Using AUTO_RANDOM to handle auto-increment primary keys

| username: Zealot | Original post link

I am using a string as the primary key. Are you suggesting that I change it to use AUTO_RANDOM as the primary key and then create an index for the original primary key?

| username: Zealot | Original post link

From this perspective, the IO of all nodes suddenly increases during writing. This doesn’t seem to be something that a hotspot can solve.

| username: 路在何chu | Original post link

AUTO_RANDOM does not support strings. Is it feasible to use integers as primary keys?

| username: Zealot | Original post link

I took a look and it doesn’t seem to be caused by writing hotspots. All my nodes have very high IO, and the amount of data written is around 20GB-50GB.

| username: 像风一样的男子 | Original post link

How is your disk performance? Do you feel like you’ve reached the disk read/write limit?

| username: 像风一样的男子 | Original post link

Additionally, the compaction traffic is very high. Is there a large number of updates and deletes causing significant pressure on the disk due to garbage collection?

| username: 江湖故人 | Original post link

From the screenshot, the high read IO is mainly caused by compaction, which is several times less than the write IO.

RocksDB’s compaction includes two aspects: one is flushing the memtable to disk when it is full, which is a special type of compaction also known as minor compaction. The other is merging data from the L0 layer downwards, known as major compaction, which is commonly referred to as compaction.

Compaction is essentially a merge sort process, writing data from the Ln layer to the Ln+1 layer, filtering out deleted data to achieve physical deletion. The main process includes:

  1. Preparation: Selecting the sst files to be merged from the Ln/Ln+1 layers based on certain conditions and priorities, and determining the key range to be processed.
  2. Processing: Reading the key-value data, merging, sorting, and handling operations for different types of keys.
  3. Writing: Writing the sorted data into the Ln+1 layer sst files and updating the metadata information.
| username: 江湖故人 | Original post link

5 nodes, with write IO reaching 1GB/s, that’s already quite impressive :+1:

| username: Zealot | Original post link

Mainly using TiSpark to write data, it’s not easy to control the writing speed. For now, I’ll just use TiSpark to write directly to Hive.

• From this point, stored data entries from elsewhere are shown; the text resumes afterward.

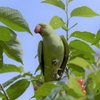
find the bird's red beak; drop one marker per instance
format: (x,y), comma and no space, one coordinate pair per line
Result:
(37,29)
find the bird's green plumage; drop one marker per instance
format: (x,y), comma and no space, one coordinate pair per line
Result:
(52,47)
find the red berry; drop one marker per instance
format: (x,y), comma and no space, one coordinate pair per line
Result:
(84,91)
(36,87)
(83,87)
(81,81)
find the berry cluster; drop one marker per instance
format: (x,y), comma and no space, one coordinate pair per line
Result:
(80,81)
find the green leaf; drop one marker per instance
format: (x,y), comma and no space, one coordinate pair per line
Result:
(2,95)
(1,57)
(53,94)
(7,83)
(13,48)
(97,37)
(83,11)
(98,62)
(75,86)
(10,68)
(82,46)
(56,22)
(70,1)
(5,34)
(66,98)
(87,36)
(37,69)
(87,56)
(57,3)
(80,62)
(45,89)
(13,19)
(17,89)
(89,93)
(77,70)
(97,97)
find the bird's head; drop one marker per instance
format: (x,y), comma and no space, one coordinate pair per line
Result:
(43,29)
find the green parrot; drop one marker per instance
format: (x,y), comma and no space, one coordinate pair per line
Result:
(53,52)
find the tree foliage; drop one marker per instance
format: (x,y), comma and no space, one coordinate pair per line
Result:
(81,57)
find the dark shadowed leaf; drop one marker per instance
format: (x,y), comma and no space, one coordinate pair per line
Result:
(83,11)
(17,89)
(13,19)
(1,57)
(57,3)
(66,98)
(10,68)
(82,46)
(13,48)
(56,22)
(5,34)
(7,83)
(77,70)
(81,62)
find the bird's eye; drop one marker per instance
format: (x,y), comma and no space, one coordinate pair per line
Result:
(44,25)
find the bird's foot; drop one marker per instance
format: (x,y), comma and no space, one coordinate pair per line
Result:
(55,62)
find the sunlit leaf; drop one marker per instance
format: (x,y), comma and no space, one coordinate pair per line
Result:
(83,11)
(5,34)
(10,68)
(13,48)
(57,3)
(75,86)
(13,19)
(56,22)
(17,89)
(66,98)
(1,57)
(97,38)
(82,46)
(80,62)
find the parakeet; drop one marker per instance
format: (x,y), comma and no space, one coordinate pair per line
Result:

| username: oceanzhang | Original post link

IO has indeed reached a certain level.

| username: Sunward | Original post link

With such a high write volume, even high-performance physical machines and solid-state drives struggle. The only solution is to add more machines.

| username: Zealot | Original post link

This IO, I feel, hasn’t reached the hardware limit. I’m using Huawei Cloud ECS, which claims to have a speed of 1000MB/s. I’m not sure if it’s because writing also takes up read IO, but the actual speed doesn’t reach the 1000*5 write speed. However, it doesn’t matter anymore; I’m not doing it this way. I’ll write directly to Hive instead, and it only takes 3 minutes to write to Hive, whereas it takes 1 hour to write to TiDB.

| username: 江湖故人 | Original post link

If you have Hive, just write in Hive :laughing:

| username: andone | Original post link

This issue caused by hot spots cannot be resolved by writing; it can only be solved by adding more machines.

| username: 江湖故人 | Original post link

For tables with frequent writes, removing some unnecessary indexes can also optimize insertion speed.

| username: 有猫万事足 | Original post link

It’s normal. You can see that the proportion of compaction in both write and read operations is very high. During compaction, a layer needs to be sorted and written, and of course, there will be a high read proportion during sorting.

Logical import works like this. To avoid compaction issues, you need to use physical import, sort and generate SST files first, and then directly place them into TiKV.

| username: zhanggame1 | Original post link

If you want TiKV to have fast write performance, use clustered tables and avoid adding extra indexes except for the primary key.